ITmedia ビジネスオンライン 9/27(火) 6:43配信

 突然だが、東海道新幹線の1日あたりの運行本数はどれくらいかご存じだろうか? 正解は350本(2014年度実績)。では、これほどの数の列車が寸分狂わず時刻通りに、しかも安全に走ることができるのはなぜだろうか?

【大みか事業所にある工場内部の様子】

 もちろん運転士や車掌などの人力部分によるところがあるのは確かだ。しかし、それ以上に大きな要因として挙げられるのが「システム制御」である。

 説明するまでもないが、今や世の中にある数多くのものがシステム化されている。鉄道や飛行機、電気、ガス、水道、ビルなど枚挙にいとまがない。裏を返せば、こうしたシステムを使う上で、それらを安心・安全に管理するための制御機能が不可欠なのが現状である。万が一、システムが制御できなくなれば、大惨事が免れないほどの脅威が我々の生活に襲いかかるのは容易に想像できる。

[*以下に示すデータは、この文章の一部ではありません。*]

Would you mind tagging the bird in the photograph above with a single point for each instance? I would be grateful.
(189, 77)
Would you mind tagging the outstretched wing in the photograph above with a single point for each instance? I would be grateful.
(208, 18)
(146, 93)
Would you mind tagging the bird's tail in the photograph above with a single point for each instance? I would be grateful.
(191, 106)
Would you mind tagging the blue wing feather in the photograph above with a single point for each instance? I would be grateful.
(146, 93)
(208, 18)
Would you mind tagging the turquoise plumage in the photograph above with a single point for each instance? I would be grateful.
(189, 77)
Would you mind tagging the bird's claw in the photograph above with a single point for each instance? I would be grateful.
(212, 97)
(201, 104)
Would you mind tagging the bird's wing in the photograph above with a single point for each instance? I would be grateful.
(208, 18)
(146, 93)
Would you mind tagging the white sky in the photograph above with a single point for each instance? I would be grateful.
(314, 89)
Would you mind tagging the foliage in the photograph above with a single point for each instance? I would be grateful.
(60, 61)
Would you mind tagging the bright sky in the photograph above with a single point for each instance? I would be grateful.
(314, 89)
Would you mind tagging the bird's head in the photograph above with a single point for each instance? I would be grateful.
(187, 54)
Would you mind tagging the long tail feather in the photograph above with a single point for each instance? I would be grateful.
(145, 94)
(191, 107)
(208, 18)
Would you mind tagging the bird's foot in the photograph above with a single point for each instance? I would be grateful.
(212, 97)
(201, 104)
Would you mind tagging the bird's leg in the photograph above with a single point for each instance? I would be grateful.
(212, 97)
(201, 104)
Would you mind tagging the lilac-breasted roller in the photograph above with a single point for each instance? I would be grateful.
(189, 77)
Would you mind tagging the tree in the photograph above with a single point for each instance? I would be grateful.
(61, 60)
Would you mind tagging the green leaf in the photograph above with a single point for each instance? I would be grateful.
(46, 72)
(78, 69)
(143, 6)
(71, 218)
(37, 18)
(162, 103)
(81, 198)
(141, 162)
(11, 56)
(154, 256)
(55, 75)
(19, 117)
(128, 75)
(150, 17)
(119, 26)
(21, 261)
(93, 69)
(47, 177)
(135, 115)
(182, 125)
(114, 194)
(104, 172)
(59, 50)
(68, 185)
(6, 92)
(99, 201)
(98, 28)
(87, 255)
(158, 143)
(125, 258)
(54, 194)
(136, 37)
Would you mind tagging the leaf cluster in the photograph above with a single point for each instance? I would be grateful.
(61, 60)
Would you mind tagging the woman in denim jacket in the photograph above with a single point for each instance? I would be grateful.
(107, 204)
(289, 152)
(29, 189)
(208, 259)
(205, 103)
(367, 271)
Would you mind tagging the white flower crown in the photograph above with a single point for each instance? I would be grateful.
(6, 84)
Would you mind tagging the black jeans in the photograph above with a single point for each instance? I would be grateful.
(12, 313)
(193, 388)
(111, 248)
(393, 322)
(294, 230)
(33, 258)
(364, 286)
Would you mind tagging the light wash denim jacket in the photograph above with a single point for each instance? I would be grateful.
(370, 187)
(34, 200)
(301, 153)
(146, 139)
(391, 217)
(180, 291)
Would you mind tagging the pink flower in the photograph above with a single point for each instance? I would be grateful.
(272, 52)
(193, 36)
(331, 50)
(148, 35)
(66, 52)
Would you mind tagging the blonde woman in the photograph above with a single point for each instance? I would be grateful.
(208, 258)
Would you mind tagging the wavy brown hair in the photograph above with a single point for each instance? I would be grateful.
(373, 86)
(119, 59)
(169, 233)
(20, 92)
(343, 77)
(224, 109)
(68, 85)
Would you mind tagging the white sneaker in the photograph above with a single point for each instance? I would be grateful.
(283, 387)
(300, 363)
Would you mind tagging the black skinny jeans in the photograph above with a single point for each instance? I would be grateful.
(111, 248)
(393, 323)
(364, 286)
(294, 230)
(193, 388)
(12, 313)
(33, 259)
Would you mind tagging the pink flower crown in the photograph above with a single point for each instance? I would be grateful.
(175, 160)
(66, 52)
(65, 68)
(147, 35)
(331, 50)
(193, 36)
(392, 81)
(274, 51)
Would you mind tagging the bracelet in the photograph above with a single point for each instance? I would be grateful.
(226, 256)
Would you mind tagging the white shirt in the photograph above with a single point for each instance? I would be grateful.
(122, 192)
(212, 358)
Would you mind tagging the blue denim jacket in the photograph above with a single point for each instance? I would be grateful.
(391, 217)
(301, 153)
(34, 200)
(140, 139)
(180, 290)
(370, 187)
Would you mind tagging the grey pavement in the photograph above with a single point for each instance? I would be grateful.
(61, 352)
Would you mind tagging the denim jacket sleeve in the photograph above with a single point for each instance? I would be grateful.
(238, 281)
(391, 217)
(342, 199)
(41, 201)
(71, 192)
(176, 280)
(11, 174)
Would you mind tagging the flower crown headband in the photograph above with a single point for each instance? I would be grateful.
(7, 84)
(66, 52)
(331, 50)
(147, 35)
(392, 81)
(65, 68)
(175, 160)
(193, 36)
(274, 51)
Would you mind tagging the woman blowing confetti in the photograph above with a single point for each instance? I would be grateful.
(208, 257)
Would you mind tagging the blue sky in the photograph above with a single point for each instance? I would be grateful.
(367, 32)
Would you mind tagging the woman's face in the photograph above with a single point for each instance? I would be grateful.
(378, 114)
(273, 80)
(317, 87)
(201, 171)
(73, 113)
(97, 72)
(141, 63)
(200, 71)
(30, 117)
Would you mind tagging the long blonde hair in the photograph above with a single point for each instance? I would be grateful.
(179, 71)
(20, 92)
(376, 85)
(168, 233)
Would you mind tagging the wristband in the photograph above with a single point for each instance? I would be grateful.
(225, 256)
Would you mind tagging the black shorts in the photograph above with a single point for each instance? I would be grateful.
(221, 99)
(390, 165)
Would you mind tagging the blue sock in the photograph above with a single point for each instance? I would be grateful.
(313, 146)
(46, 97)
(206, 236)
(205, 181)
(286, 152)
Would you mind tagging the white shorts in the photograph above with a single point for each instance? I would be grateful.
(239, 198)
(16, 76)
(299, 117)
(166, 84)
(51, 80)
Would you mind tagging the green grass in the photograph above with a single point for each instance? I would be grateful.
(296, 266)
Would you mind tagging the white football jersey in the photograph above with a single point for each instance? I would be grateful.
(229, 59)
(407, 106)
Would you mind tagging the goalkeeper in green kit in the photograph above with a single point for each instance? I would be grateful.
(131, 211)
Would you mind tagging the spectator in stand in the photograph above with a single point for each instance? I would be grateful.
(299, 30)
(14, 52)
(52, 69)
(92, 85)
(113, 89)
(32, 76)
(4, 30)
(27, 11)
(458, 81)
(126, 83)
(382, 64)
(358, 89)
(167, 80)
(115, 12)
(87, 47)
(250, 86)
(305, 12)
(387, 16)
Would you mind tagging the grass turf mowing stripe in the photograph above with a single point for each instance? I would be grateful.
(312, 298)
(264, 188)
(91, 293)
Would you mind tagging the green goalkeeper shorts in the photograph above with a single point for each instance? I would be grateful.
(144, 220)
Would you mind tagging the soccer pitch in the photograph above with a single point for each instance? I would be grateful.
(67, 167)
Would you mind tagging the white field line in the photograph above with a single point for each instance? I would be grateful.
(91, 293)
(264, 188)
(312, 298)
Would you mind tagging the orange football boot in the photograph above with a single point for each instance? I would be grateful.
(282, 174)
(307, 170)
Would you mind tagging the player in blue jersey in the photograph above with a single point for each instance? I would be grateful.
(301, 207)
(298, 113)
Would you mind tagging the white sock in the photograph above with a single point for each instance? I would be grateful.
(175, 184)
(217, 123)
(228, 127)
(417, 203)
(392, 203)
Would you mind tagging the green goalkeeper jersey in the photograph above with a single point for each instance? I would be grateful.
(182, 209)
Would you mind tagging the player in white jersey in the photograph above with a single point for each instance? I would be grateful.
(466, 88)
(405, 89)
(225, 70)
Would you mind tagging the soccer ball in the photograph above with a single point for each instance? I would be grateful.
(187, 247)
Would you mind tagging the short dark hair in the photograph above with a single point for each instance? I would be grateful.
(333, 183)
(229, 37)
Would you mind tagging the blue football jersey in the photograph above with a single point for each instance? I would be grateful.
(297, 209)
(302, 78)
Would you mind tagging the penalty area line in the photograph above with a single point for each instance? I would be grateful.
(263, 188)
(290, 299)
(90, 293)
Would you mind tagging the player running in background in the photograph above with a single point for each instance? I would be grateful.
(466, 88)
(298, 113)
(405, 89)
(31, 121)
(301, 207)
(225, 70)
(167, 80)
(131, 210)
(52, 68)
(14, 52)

 このような社会インフラにかかわる制御システムを47年前から製造・開発しているのが、茨城県日立市にある日立製作所の制御プラットフォーム統括本部(通称:大みか事業所)である。太平洋に面する同事業所の敷地面積は東京ドーム4個分の約20万平方メートル。この広大な場所に4000人が働く大みか工場では、制御システムのハードウェアとソフトウェア、その関連サービスを提供している。

 これまでに列車運行管理システムや電力制御システム、鉄鋼システムなど幅広い分野に向けた制御システムを開発してきた。例えば、現在、JRグループの各新幹線や首都圏路線、在来線などの運行を管理するシステムはこの大みか事業所で生まれているのだ。そしてまた、ここでの実績が今まさに日立の海外展開を下支えしており、2015年には英国で鉄道運行管理システムの受注を実現した。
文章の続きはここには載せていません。